In the year after a disaster, student test scores go down, and so do rates of college attendance, according to the study.
“We found that the loss in the value of human capital is on par with the cost of damages to buildings and other infrastructure,” Isaac M. Opper, an economist at the RAND Corporation who led the research, wrote in a recent op-ed.
Opper and his co-authors found large disasters reduced postsecondary enrollment by 2.5%. For younger students, the drop in test scores was equivalent to a 10% cut in the annual reading gain for middle schoolers.
Those declines can slow progress for individuals — and regions — years after a tragedy.
NewsNation spoke with Opper about his findings and their implications.
Some responses have been shortened and edited for clarity.
NewsNation: When it comes to rebuilding after natural disasters, your research suggests we need to be thinking about more than just structures. Can you explain why focusing on physical damage doesn’t capture the full economic cost?
Opper: We looked at what happened to educational outcomes in the year after a disaster, relative to the year before a disaster, and we showed that disasters, in general, have an impact on student test scores.
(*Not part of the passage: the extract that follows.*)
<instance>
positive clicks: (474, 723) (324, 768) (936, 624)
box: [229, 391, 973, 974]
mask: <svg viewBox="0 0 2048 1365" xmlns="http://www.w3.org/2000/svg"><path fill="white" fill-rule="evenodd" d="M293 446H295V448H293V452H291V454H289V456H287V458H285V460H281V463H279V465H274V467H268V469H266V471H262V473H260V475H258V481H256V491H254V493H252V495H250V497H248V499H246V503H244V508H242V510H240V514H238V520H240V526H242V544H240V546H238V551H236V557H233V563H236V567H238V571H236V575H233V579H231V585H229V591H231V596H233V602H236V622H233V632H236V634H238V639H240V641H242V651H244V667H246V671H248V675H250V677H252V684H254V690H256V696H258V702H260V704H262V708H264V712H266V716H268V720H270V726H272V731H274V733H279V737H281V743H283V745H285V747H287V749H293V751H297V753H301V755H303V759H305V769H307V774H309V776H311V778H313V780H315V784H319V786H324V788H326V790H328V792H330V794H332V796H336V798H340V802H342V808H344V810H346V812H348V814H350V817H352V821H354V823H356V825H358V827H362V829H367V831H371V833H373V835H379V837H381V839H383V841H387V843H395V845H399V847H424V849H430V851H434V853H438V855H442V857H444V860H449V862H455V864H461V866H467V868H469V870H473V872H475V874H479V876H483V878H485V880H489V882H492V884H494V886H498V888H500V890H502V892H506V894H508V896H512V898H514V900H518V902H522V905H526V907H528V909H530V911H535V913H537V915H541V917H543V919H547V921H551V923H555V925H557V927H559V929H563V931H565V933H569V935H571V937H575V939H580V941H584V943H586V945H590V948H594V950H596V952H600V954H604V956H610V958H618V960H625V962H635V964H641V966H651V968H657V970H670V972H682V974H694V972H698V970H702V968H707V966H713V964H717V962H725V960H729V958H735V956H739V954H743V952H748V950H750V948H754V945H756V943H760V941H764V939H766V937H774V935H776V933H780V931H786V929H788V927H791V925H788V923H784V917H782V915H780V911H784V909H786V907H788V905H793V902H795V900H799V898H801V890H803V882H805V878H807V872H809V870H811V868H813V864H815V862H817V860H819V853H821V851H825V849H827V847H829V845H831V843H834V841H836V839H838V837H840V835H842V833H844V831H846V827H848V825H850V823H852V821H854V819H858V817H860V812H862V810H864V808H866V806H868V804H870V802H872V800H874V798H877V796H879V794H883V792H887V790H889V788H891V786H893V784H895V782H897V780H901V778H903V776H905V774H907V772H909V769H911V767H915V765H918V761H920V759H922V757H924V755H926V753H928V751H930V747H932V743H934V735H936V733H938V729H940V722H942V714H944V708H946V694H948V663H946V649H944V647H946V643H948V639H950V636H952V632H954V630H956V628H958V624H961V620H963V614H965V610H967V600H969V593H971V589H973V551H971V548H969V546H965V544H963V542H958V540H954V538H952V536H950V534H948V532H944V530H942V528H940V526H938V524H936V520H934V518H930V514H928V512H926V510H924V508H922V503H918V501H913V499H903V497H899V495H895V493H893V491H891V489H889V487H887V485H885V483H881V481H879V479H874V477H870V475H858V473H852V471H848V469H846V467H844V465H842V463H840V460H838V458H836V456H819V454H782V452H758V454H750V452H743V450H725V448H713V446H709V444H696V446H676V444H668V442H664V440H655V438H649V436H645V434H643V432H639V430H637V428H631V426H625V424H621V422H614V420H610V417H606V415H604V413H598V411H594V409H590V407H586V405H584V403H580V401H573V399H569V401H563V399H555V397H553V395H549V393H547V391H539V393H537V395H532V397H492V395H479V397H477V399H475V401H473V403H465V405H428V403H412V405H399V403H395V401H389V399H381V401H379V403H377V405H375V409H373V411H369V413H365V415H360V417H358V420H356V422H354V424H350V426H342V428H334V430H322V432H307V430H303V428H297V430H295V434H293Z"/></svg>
There’s some evidence that [a natural disaster] affects students’ likelihood of graduating from high school a year down the road, and it does reduce college attendance.
We find that the overall cost, and damage to human capital, is about the same order of magnitude as the property damage cost. So if there’s $500 of property damage per person, then there’s about $500 for the human capital side as well.
NewsNation: Do we know if it’s people in the community who experience that learning loss or is it more about migration — an artifact of people leaving the area after a disaster?
Opper: We can’t answer that definitively, but we feel pretty confident that it’s not a story of migration.
We can look roughly at whether the effect is similar across different subgroups of individuals. Even if you drill it down based on race and gender, or whether you’re an English language learner, or if you’re classified as getting free and reduced lunch … we see generally similar effects across each of these different subgroups.
If it was a migration issue, you’d see different changes in the types of people who are there, and we don’t really see that. Even in disasters where we don’t see much out-migration, we still see the effects on test scores.
NewsNation: Your study primarily focuses on the year after a disaster; do educational outcomes recover later on?
Opper: We see no evidence that it reverts to what it was. So it looks like there’s an immediate drop, and then it just kind of stays there — it doesn’t continue to get worse, but it also doesn’t continue to get better. It basically drops to a lower level and stays there — both in terms of test scores as well as college attendance.
NewsNation: Do we know what’s causing this?
Opper: I don’t think we know yet exactly why. Is it because you’re just reducing the number of school days, or is it because of the psychological stress of suffering through this? Or is it a financial issue where something happens to your house and so you take a second job to try to come up with the money to fix that?
I don’t think we know exactly what is causing it, but I do think we know that it is the effect on individuals rather than purely driven by migration.
NewsNation: What can we do about it?
Opper: This is the most frustrating answer, but I don’t really know.
At some level, we know how to rebuild a hospital that gets destroyed, but I don’t think we have a great sense of knowing how to rebuild the human capital — as evidenced by the COVID pandemic, which is a very different type of natural disaster.
I think we’re still trying to figure out how to make up for the loss [COVID-19] caused. I hope this is the start of research that helps us answer that question better.